Jeanne Dielman, 23, quai du Commerce, 1080 Bruxelles (1975)
Written & Directed by Chantal Akerman
Our lives are made up of rituals. We wake up, get dressed, clean ourselves, make food, and overall prepare for our day. This is just the opening of a single morning. There is comfort in ritual; repetition provides security because we can easily predict what happens next. The disruption of these rituals can upend all peace we feel, throwing us into a realm of conflict and volatile emotion. From a filmmaker’s perspective, it’s relatively common to compress and delete chunks of time that don’t flow into a structured narrative. You don’t often see a character going through every step of that morning routine on film; only the pieces the director or screenwriter has decided provide shorthand to understand a character or jumpstart a plot. Chantal Akerman threw all of this out the window to present an almost four-hour picture that, by focusing on tedium, illuminates a kind of life often discounted in the medium.
Single mother Jeanne Dielman spends her days in a regimented series of actions. We follow her over three days as she cooks and cleans, constantly moving and never devoting much time to herself. She cares for her teenage son, who attends school all day and comes home in the evening. They eat dinner and take a walk only to return and get ready for sleep. Folded into the daytime routine are Jeanne’s visits from male clients whom she has sex with, seemingly the only financial subsistence she has. The sexual encounters are also highly ritualized, with barely a sound coming from the bedroom. However, something happens that disrupts the flow on the second day, and Jeanne starts making silly mistakes. It all leads to her complete fracturing and a moment that sends ripples through the rest of the disciplined film.
Akerman has created a cinematic experience that refuses to dramatize the mundane and instead forces the viewer to sit and watch what we often see as unimportant. As a feminist, she spent a lot of time thinking about her mother and domesticity, coming to see beauty in the routines and how they are sacrificial acts of love for her child. The result is a picture that finds heroic nobility in the parts of a life cut from almost every film. As an audience, we learn how to read these scenes, pick up on subtle gestures and see when Jeanne breaks and reflects on her state of being.
This time spent on domestic action accentuates the brief glimpses of Jeanne’s sex work. It’s not until the end that the camera stays in the room with Jeanne and her client. Then, we see them go down a hallway, the door closes, and time passes until they emerge and money changes hands. Akerman has stated that historically women’s work comes out of oppression; they are usually lower in the hierarchy than men; thus, their labor is devalued in these systems. However, Akerman posits that out of oppression comes beautiful art that is often more interesting than what the top rung of the hierarchy ever produces.
In the film, Jeanne is spoken to in long-winded monologues, once by her son and another time by her neighborhood. These monologues appear to comment on Jeanne without ever talking about her. For example, her son brings up his Oedipal feelings as a child resentment against his father when he first learned what sex was. Her neighbor opines being unable to decide what to feed her family.

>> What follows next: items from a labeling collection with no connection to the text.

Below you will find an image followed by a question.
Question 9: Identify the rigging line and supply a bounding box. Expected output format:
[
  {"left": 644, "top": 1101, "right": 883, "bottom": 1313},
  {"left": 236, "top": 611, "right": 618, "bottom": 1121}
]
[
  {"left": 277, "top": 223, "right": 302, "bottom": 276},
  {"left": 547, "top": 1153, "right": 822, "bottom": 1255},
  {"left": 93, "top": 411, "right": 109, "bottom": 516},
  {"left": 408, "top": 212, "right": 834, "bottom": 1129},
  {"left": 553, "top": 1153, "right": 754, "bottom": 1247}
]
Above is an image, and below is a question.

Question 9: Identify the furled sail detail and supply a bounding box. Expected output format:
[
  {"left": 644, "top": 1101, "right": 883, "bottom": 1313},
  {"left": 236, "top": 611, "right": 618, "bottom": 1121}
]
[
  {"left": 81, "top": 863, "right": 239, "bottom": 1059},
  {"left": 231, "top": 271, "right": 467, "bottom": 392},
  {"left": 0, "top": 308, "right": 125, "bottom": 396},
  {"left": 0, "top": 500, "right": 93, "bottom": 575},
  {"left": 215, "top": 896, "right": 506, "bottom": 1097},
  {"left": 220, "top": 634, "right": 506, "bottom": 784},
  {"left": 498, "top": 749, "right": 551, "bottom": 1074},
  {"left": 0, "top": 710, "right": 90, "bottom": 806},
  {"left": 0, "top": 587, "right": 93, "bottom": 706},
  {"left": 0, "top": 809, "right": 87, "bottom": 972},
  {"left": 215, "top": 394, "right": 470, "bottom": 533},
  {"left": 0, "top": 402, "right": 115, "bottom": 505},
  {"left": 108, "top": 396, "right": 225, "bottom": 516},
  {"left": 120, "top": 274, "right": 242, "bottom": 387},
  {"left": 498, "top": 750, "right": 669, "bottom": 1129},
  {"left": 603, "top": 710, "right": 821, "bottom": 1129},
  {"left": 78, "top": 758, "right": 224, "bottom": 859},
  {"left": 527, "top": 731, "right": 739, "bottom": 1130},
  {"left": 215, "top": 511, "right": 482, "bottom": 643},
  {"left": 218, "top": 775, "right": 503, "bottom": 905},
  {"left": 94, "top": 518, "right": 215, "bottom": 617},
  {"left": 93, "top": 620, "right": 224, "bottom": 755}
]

These sudden explosions of speech never feel natural but very intentionally rehearsed, pushing against the flow of the routine but lacking authenticity in their presentation.
Akerman’s creative process led her to question the “hierarchy of images.” Why do we find some filmed images more interesting than others? Why is the image of a fire preferred over a table set for dinner? A couple having sex over a woman sitting enjoying a cup of coffee? We don’t really think about this consciously, but it is incredibly worth thinking about. Propagandized media is rife through Western culture, and it actively chooses and deletes images based on their perceived effectiveness. The images we are “passively” presented with push a preferred way of life that people in power desire to make a reality. Domestic labor is rarely romanticized because it ultimately does not produce wealth for those in power.
Domestic work is essential but hard to turn into effective propaganda based on the melodramatic standards of Western media. Instead, a particular image of the “working class” is manufactured, equating to “white, moderately or poorly educated, male.” Society is conditioned to read this shorthand without realizing it so that when discussions of the working class come up in policy discussion, it is never extended to people outside of those adjectives. It’s disturbing to see talks about the working class excluding jobs like teachers (often associated with women) or caregivers (also primarily associated with women). “Working class” is even spoken as a separate demographic despite so much labor in the States relying on Black, Hispanic, and immigrant people. This doesn’t even touch on how invisible disabled people are in the media and are never considered working class, despite the fact they are very much. If progress is ever to be made, then our society must become more actively aware of the forms propaganda takes and how the absence of specific images causes large portions of the population to have themselves and their needs rendered invisible.